5 Annotations

First Reading

Second Reading

Bill  •  Link

To make Mustard.
Chuse good clear Seed, and pick it, and wash it clean in cold Water; drain it, and rub it very dry in a clean Cloth; then pound it in a Mortar, with the best white-wine Vinegar, and strain it, not too thin, and keep it always close cover'd, or it will lose it's Strength.
---Court cookery. R. Smith, 1725.

San Diego Sarah  •  Link

Cutting the mustard:

There is much speculation regarding the origin of this idiom, but the most reputable sources trace its usage from the late 1600s when the phrase “keen as mustard” was used to describe someone of high standards.
Combined with “cutting,” which is often used in place of “exhibiting” (think: cutting a fine figure), and you get the modern, idiomatic equivalent of “exhibiting high standards.”

Third Reading

San Diego Sarah  •  Link

In Shakespeare’s in Henry IV, Part 2, Falstaff has the line: “his wit’s as thick as Tewkesbury Mustard” (Act 2, Scene 4).
Falstaff is describing his friend Ned Poins, but it presents the question, what was Tewkesbury Mustard?

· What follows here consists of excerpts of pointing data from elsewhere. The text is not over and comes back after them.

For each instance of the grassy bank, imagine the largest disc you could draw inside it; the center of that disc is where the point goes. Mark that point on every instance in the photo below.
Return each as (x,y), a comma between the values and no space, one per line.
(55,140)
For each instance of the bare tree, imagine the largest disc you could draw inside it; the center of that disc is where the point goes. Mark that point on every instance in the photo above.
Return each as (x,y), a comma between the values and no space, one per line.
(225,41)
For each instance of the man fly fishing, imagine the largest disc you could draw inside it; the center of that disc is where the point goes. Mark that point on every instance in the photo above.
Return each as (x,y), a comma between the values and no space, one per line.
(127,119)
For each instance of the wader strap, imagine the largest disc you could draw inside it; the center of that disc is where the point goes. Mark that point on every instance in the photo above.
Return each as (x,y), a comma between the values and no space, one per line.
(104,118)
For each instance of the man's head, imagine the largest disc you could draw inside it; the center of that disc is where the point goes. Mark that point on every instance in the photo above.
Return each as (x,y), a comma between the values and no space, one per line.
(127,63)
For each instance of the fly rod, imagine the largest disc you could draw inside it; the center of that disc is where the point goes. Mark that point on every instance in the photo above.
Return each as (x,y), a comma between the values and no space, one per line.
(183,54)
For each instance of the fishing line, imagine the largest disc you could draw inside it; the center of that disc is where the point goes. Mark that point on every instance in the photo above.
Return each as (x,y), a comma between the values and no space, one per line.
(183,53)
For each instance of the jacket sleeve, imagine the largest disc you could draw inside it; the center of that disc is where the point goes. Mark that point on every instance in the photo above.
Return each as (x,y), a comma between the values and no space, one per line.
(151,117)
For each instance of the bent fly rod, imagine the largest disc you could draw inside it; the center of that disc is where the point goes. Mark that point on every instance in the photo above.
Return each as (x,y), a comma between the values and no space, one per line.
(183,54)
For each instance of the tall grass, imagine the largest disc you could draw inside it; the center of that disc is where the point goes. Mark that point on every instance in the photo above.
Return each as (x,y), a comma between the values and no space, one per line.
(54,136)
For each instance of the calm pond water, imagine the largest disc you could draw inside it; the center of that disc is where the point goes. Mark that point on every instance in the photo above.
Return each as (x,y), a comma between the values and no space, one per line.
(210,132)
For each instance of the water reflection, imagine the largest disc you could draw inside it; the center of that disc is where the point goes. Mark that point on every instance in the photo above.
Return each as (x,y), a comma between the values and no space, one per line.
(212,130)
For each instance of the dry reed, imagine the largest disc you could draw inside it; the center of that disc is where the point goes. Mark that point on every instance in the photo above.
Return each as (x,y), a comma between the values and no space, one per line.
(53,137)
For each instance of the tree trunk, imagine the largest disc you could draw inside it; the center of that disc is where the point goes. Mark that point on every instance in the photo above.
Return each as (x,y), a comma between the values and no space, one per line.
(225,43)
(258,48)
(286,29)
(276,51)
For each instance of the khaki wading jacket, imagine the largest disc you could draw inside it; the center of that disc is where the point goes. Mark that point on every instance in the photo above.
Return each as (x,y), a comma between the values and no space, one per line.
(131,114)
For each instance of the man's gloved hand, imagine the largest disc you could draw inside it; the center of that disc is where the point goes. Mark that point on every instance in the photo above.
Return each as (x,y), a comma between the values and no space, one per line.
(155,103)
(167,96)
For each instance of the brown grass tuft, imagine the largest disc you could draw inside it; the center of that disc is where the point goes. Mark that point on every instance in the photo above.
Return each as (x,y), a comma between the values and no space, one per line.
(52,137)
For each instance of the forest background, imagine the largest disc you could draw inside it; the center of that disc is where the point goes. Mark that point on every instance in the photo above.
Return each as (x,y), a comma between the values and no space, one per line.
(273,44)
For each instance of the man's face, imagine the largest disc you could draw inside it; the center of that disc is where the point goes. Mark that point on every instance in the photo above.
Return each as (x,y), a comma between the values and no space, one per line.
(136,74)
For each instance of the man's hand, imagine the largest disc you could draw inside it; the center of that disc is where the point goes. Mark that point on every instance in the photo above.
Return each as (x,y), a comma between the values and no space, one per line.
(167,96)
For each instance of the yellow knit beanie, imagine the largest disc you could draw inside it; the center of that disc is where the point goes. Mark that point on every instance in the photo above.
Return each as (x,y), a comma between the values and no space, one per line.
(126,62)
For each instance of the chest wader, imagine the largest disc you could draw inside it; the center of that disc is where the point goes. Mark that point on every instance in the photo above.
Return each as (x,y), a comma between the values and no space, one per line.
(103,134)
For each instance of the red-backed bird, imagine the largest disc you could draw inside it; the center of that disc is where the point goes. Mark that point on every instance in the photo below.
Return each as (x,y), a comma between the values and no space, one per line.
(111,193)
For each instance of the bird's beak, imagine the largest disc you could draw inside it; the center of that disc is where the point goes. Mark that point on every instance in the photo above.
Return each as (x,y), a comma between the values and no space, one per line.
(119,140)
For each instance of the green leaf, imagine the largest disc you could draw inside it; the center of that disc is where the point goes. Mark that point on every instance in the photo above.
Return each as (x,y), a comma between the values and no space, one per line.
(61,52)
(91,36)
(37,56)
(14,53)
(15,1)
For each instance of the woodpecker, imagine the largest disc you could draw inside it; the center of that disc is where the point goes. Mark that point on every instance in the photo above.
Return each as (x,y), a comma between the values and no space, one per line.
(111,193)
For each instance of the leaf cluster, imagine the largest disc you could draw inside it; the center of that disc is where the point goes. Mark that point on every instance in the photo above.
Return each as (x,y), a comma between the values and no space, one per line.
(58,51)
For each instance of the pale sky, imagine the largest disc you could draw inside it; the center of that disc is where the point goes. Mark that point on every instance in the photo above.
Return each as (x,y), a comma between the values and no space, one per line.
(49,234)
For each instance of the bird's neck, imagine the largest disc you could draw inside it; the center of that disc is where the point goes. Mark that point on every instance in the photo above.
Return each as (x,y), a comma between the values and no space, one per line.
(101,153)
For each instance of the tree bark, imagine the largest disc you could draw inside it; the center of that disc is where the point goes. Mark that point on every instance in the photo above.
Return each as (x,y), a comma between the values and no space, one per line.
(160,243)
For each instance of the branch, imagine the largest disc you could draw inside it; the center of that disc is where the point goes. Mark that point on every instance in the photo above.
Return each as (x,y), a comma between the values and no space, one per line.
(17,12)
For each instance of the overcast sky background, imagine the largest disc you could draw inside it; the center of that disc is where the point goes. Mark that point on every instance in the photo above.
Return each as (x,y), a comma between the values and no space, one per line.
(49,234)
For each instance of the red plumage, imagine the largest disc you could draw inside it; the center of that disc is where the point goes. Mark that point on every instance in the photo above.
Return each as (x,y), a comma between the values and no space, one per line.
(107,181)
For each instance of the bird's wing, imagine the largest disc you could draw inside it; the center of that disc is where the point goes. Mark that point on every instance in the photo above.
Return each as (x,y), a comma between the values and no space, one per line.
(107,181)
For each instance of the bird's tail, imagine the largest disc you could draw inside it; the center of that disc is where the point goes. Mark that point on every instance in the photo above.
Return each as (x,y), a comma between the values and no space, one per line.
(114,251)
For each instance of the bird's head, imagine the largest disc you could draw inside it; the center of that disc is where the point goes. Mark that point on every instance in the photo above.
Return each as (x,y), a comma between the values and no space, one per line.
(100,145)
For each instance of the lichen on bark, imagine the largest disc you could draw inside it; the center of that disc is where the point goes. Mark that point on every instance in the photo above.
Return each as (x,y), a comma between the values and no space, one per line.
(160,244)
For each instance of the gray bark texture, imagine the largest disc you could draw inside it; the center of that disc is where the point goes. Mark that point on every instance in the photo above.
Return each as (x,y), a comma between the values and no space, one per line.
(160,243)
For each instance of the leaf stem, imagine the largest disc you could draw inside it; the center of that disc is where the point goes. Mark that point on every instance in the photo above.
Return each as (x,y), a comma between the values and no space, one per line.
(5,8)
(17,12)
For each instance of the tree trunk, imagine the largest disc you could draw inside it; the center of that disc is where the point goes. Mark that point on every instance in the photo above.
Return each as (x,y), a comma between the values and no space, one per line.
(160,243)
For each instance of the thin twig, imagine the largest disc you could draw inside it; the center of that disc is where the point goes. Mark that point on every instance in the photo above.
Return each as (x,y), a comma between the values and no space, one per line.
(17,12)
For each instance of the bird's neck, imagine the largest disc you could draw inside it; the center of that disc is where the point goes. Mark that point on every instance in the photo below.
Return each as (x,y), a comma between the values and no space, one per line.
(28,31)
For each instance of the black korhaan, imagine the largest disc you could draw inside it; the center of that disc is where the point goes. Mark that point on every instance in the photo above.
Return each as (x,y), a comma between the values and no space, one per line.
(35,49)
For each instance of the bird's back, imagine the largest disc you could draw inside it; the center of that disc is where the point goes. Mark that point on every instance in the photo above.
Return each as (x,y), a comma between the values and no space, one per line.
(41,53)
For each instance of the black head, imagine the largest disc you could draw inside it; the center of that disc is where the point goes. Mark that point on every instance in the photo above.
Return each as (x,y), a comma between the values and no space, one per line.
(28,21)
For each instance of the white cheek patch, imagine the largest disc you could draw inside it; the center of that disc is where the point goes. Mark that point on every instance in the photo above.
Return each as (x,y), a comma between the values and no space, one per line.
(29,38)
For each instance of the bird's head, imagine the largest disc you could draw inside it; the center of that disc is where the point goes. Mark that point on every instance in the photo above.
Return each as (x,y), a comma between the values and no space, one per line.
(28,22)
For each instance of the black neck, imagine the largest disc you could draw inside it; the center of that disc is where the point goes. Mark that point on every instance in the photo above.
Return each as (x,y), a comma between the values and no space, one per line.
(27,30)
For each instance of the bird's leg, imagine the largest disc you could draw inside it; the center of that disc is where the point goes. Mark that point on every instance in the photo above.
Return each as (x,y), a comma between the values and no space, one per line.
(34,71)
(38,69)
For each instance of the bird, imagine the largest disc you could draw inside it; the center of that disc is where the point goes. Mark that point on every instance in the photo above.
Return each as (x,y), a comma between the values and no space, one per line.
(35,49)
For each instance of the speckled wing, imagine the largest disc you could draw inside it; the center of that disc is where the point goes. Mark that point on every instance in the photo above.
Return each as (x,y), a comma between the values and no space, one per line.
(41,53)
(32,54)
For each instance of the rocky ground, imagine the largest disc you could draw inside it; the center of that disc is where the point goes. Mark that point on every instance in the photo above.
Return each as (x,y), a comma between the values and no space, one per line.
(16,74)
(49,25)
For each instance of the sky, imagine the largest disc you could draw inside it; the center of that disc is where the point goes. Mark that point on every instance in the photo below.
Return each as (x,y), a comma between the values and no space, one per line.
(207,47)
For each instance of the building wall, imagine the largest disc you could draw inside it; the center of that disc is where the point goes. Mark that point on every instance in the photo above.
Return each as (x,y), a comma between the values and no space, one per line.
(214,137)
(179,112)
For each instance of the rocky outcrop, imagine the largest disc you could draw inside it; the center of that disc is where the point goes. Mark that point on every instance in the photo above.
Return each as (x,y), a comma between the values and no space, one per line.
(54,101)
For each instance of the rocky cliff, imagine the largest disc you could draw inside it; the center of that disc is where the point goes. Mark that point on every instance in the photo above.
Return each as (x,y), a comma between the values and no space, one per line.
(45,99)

Turns out this type of mustard was developed in Tewkesbury, Gloucs., and it was not only popular in Shakespeare’s lifetime, but during the 17th century it was considered a staple condiment.
And mustard is still being made the way it was made in Shakespeare’s lifetime at the Tewkesbury Mustard Company.

There are no written recipes on how to make Tewksbury Mustard prior to 1830, but we can tell from records like Shakespeare’s plays that mustard was used, and popular.

However, exactly how it was made in 16-17th century Tewksbury remains a bit of a mystery. There is one record which includes using an old canon ball to mash the mustard into a powder.
(Tewksbury was the site of the last battle in the War of the Roses, and was therefore littered with canon balls.)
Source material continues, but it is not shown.